In this episode of The Vitals, Stephanie Jackson, DNP, MSN, RN, AOCNS, BMTCN, discusses the treatment journey of a patient who required multiple lines of therapy for ALL.
It takes a special skillset for nurses to care for patients whose disease continues to relapse after multiple lines of therapy, shares Stephanie Jackson, DNP, MSN, RN, AOCNS, BMTCN.
“I tell my younger staff who aren’t used to seeing patients this sick, ‘even if that patient doesn’t survive, what an honor for us to be a part of their journey,’” she tells Oncology Nursing News®.
For this episode of The Vitals, Jackson, an oncology and bone marrow transplant clinical nurse specialist and unit director at UCLA Medical Center, recalls the story of a patient with acute lymphoblastic leukemia (ALL) who relapsed following treatment with induction chemotherapy and whose disease did not respond to blinatumomab (Blincyto). The team chose to give this patient an off-the-shelf CD22-directed CAR T-cell therapy—which was successful, until the patient ultimately relapsed 6 weeks later.
Jackson emphasizes how, in addition to his physical symptoms, this patient was burdened by worry for his family. As the primary breadwinner in a family with a 2-year-old daughter, he was stressed about how to continue caring for his family.
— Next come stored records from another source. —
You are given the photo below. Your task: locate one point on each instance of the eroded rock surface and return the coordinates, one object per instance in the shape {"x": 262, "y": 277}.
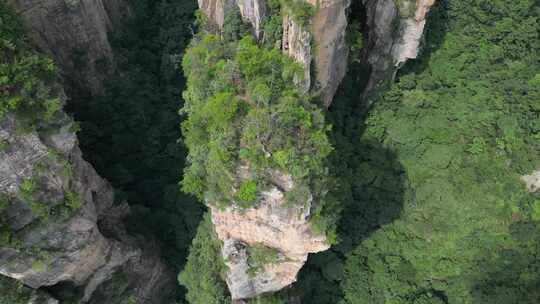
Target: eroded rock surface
{"x": 55, "y": 222}
{"x": 75, "y": 34}
{"x": 271, "y": 224}
{"x": 330, "y": 56}
{"x": 532, "y": 181}
{"x": 296, "y": 43}
{"x": 395, "y": 33}
{"x": 326, "y": 31}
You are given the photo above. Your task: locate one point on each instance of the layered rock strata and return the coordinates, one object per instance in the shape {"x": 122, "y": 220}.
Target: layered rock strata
{"x": 395, "y": 31}
{"x": 55, "y": 200}
{"x": 75, "y": 34}
{"x": 275, "y": 225}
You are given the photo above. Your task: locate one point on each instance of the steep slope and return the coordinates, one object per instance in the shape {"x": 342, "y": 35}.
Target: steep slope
{"x": 75, "y": 34}
{"x": 55, "y": 209}
{"x": 395, "y": 32}
{"x": 464, "y": 122}
{"x": 313, "y": 34}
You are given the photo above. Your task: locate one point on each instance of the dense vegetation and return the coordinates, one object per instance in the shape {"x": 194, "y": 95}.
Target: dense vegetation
{"x": 464, "y": 123}
{"x": 434, "y": 210}
{"x": 30, "y": 93}
{"x": 438, "y": 213}
{"x": 246, "y": 121}
{"x": 28, "y": 81}
{"x": 130, "y": 133}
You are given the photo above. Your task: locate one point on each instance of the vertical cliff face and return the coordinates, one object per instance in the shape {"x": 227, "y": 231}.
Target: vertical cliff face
{"x": 75, "y": 34}
{"x": 318, "y": 45}
{"x": 314, "y": 35}
{"x": 394, "y": 30}
{"x": 296, "y": 43}
{"x": 54, "y": 201}
{"x": 329, "y": 26}
{"x": 273, "y": 228}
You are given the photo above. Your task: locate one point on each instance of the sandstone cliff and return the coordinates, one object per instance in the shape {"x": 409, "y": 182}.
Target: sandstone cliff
{"x": 395, "y": 30}
{"x": 277, "y": 229}
{"x": 320, "y": 43}
{"x": 59, "y": 227}
{"x": 55, "y": 201}
{"x": 75, "y": 34}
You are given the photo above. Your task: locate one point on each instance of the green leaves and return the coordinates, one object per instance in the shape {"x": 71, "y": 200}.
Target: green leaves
{"x": 27, "y": 81}
{"x": 244, "y": 110}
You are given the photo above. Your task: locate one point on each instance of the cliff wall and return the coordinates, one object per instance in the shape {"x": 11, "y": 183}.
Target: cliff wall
{"x": 75, "y": 34}
{"x": 395, "y": 30}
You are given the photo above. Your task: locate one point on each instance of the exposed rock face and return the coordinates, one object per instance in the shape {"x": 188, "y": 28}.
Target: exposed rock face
{"x": 274, "y": 225}
{"x": 327, "y": 30}
{"x": 331, "y": 52}
{"x": 214, "y": 10}
{"x": 296, "y": 43}
{"x": 74, "y": 33}
{"x": 253, "y": 11}
{"x": 63, "y": 244}
{"x": 395, "y": 34}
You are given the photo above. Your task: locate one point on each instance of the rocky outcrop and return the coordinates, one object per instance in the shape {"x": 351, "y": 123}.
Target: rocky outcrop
{"x": 273, "y": 224}
{"x": 75, "y": 34}
{"x": 253, "y": 12}
{"x": 395, "y": 31}
{"x": 53, "y": 201}
{"x": 320, "y": 41}
{"x": 296, "y": 43}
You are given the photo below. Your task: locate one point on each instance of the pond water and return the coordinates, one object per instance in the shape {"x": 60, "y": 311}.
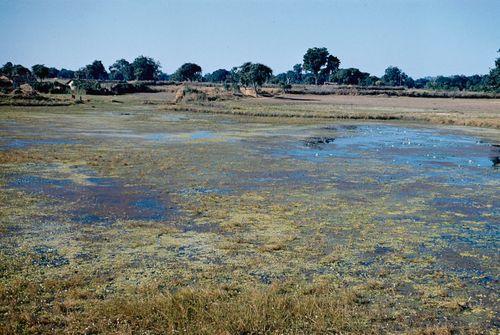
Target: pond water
{"x": 410, "y": 199}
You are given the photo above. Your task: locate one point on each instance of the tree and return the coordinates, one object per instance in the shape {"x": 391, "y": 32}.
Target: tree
{"x": 66, "y": 74}
{"x": 6, "y": 70}
{"x": 318, "y": 60}
{"x": 94, "y": 71}
{"x": 146, "y": 68}
{"x": 350, "y": 76}
{"x": 188, "y": 72}
{"x": 494, "y": 76}
{"x": 53, "y": 72}
{"x": 121, "y": 70}
{"x": 219, "y": 76}
{"x": 40, "y": 71}
{"x": 254, "y": 74}
{"x": 297, "y": 69}
{"x": 394, "y": 76}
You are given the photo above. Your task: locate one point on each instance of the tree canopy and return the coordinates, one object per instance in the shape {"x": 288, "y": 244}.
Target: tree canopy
{"x": 94, "y": 71}
{"x": 146, "y": 68}
{"x": 40, "y": 71}
{"x": 254, "y": 74}
{"x": 218, "y": 76}
{"x": 319, "y": 61}
{"x": 188, "y": 72}
{"x": 121, "y": 70}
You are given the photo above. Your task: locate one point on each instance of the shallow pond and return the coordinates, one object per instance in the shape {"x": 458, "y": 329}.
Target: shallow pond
{"x": 198, "y": 197}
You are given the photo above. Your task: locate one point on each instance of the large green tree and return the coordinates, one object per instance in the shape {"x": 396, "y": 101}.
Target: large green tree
{"x": 318, "y": 61}
{"x": 146, "y": 68}
{"x": 121, "y": 70}
{"x": 494, "y": 76}
{"x": 254, "y": 74}
{"x": 188, "y": 72}
{"x": 94, "y": 71}
{"x": 218, "y": 76}
{"x": 394, "y": 76}
{"x": 350, "y": 76}
{"x": 40, "y": 71}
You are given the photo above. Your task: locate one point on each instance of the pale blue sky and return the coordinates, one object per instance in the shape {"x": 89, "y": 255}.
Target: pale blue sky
{"x": 425, "y": 37}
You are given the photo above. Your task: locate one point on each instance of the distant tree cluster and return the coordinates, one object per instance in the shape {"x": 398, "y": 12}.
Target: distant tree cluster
{"x": 318, "y": 67}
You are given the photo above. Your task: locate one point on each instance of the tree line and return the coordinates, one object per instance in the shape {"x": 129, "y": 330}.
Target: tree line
{"x": 318, "y": 67}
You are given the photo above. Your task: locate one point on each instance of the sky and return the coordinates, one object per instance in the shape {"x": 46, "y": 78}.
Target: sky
{"x": 423, "y": 37}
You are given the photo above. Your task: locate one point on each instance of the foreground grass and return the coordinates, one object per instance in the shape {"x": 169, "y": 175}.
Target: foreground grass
{"x": 77, "y": 304}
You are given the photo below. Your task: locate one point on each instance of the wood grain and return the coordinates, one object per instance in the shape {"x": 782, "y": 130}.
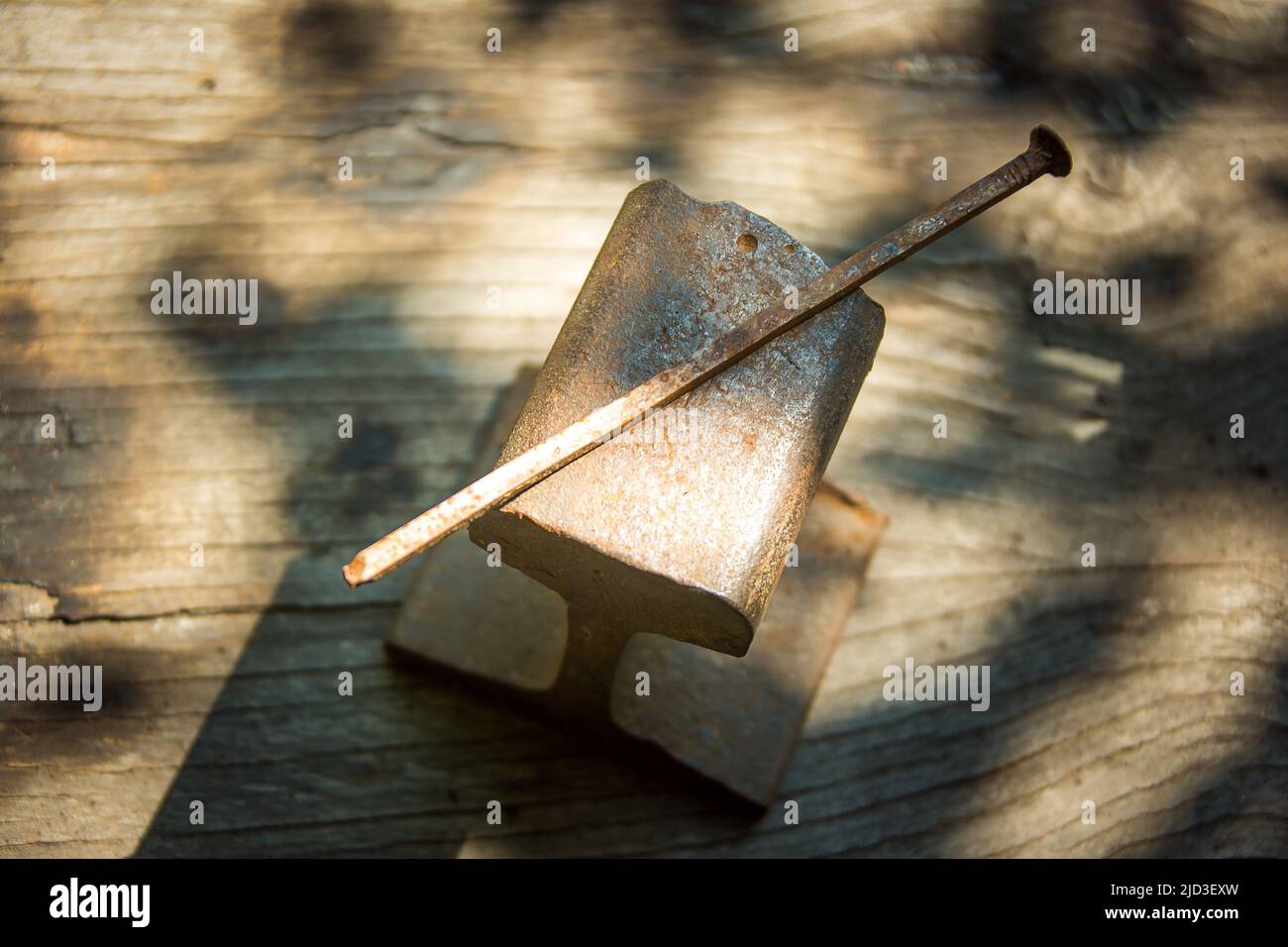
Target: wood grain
{"x": 477, "y": 170}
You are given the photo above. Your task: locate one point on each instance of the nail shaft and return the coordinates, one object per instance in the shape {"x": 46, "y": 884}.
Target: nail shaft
{"x": 1046, "y": 155}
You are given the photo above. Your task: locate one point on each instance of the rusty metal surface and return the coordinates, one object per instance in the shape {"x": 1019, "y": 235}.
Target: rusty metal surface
{"x": 734, "y": 720}
{"x": 746, "y": 334}
{"x": 681, "y": 526}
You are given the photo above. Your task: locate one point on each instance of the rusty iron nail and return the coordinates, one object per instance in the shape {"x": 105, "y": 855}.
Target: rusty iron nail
{"x": 1046, "y": 154}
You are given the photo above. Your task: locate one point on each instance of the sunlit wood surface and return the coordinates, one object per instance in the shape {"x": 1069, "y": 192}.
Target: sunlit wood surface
{"x": 477, "y": 170}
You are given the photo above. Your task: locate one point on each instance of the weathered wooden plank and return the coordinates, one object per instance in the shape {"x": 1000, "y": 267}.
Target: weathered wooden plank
{"x": 475, "y": 171}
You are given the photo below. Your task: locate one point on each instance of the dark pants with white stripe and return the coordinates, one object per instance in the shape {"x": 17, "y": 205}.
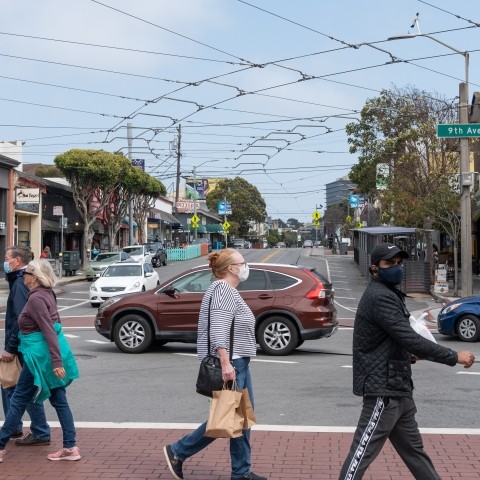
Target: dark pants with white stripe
{"x": 392, "y": 418}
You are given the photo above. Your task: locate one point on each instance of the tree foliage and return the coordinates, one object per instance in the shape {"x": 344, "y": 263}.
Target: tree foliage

Moreover, he grappled with a language barrier prevented the patient from understanding the complexity of the treatments that the team was prescribing for him. Therefore, Jacksons’ team had to find innovative ways to ensure that the patient, and his family, felt well supported throughout his treatment.
“The biggest challenge we had was [ensuring] his understanding of how sick he really was, the complexity of the treatment, and that he wouldn’t be able to go back to work right away,” she says.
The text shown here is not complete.